Solved: How does the volume size maxVolumeDataSizeMB apply...

yannK · ‎06-20-2017

I want to use Volumes in indexes.conf to limit the space used by my indexes.

On each index, I see 4 paths : homePath / coldPath / thawedPath / tstatsHomePath
the last one seems to be used for the accelerated datamodels or report accelerations.

How does this works ?

I noticed that they are several paths possible, and some of them (the summary) are already using volumes, that happen to point on the default $SPLUNK_DB path.
- Does a volume considers the other folders that not managed by splunk
- Does a volume considers the other folder in the same location if the use paths (instead of volumes) ?

yannK · ‎06-20-2017

After testing and researching confirm. Here are the conclusions :

Volumes definitions are logical.

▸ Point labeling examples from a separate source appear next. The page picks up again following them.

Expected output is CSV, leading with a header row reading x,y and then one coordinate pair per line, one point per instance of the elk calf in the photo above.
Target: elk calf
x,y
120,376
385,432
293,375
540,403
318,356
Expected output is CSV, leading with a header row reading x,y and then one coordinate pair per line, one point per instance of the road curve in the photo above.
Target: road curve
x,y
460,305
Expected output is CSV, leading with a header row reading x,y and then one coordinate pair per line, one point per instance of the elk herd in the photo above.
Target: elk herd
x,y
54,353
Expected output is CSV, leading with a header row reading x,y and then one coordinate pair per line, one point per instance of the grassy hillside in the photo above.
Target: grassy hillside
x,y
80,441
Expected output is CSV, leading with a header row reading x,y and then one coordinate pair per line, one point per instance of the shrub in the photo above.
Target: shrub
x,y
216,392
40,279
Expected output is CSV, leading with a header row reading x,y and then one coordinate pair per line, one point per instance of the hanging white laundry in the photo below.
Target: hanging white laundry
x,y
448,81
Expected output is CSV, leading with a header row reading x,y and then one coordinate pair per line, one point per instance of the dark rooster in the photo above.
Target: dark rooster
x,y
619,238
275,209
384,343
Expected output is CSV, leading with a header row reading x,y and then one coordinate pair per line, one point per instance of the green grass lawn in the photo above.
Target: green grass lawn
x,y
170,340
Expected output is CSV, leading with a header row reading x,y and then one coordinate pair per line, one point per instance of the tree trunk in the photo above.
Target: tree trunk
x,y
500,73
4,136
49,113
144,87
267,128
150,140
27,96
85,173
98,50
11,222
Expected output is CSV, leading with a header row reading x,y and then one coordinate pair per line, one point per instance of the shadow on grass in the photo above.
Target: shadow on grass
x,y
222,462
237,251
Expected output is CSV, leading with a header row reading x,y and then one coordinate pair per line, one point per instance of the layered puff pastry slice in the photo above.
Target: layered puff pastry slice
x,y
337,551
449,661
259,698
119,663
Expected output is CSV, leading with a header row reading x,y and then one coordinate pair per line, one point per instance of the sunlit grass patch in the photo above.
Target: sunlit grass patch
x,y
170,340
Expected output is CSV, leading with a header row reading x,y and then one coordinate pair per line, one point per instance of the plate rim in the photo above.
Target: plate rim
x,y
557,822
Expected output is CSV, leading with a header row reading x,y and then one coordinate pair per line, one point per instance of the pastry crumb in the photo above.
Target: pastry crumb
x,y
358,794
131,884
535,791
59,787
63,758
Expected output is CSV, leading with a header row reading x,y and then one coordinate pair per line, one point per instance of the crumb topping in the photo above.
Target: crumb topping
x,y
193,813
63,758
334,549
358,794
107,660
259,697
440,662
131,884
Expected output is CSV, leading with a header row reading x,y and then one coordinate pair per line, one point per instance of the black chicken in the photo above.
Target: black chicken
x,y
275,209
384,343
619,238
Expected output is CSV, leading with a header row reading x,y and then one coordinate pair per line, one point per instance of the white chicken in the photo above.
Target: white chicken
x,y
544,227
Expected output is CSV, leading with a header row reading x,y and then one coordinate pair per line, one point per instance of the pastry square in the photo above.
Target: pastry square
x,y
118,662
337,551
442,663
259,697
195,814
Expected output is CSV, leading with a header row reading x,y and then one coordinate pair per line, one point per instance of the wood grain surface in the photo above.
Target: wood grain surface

When measuring the volume size, splunk will only count the size of the indexes (coldPath, homePath, thawedPath or tstatsHomePath) that are defined using this volume.

example :

[volume:testvolumeA] 
path = /mount/disk 
maxVolumeDataSizeMB=500 

[index1] 
homePath = volume:testvolumeA/index1/db 
coldPath = volume:testvolumeA/index1/colddb 
thawedPath = volume:testvolumeA/index1/thaweddb 
tstatsHomePath = volume:_splunk_summaries/defaultdb/datamodel_summary

in this case index1 homePath, coldPath and thawedPath will be considered on the same logical volume.

To enforce the possible volume size limit, only the previous indexes locations will be summed up, and when a bucket has to be frozen, it will be one of the buckets defined on this logical location.

Now the possible situation is when you have : several volumes that are pointing to the same path :

example :

[volume:testvolumeA] 
path = /mount/disk 
maxVolumeDataSizeMB=500 
[volume:testvolumeB] 
path = /mount/disk 
maxVolumeDataSizeMB=100 

[index1] 
homePath = volume:testvolumeA/index1/db 
coldPath = volume:testvolumeA/index1/colddb 
thawedPath = volume:testvolumeA/index1/thaweddb 
tstatsHomePath = volume:_splunk_summaries/defaultdb/datamodel_summary 

[index2] 
homePath = volume:testvolumeB/index2/db 
coldPath = volume:testvolumeB/index2/colddb 
thawedPath = volume:testvolumeB/index2/thaweddb 
tstatsHomePath = volume:_splunk_summaries/defaultdb/datamodel_summary

The 2 volumes testvolumeA and testvolumeB will be both monitored as 2 separate entities. and each of them will only measure the subfolders defined using the volume.

That means that if you do enforce a volume size limit, they both apply there limits separately, to their specific indexes folders.
In my example
testvolumeA will keep it's monitored sub folders under 500MB
testvolumeB will keep it's monitored sub folders under 100MB
This mean that the actual physical path /mount/disk can grow up to 500+100MB = 600MB

I think that this will be the situation if you use a volume pointing to $SPLUNK_DB, as _splunk_summaries are also using it :

[volume:_splunk_summaries] 
path = $SPLUNK_DB 
[volume:summary] 
path = $SPLUNK_DB

So you can estimate your volumes size limits to ensure that the sum of them will not fill your physical disk.
Or you can redefine all your path to use a single volume, and manage the size globally.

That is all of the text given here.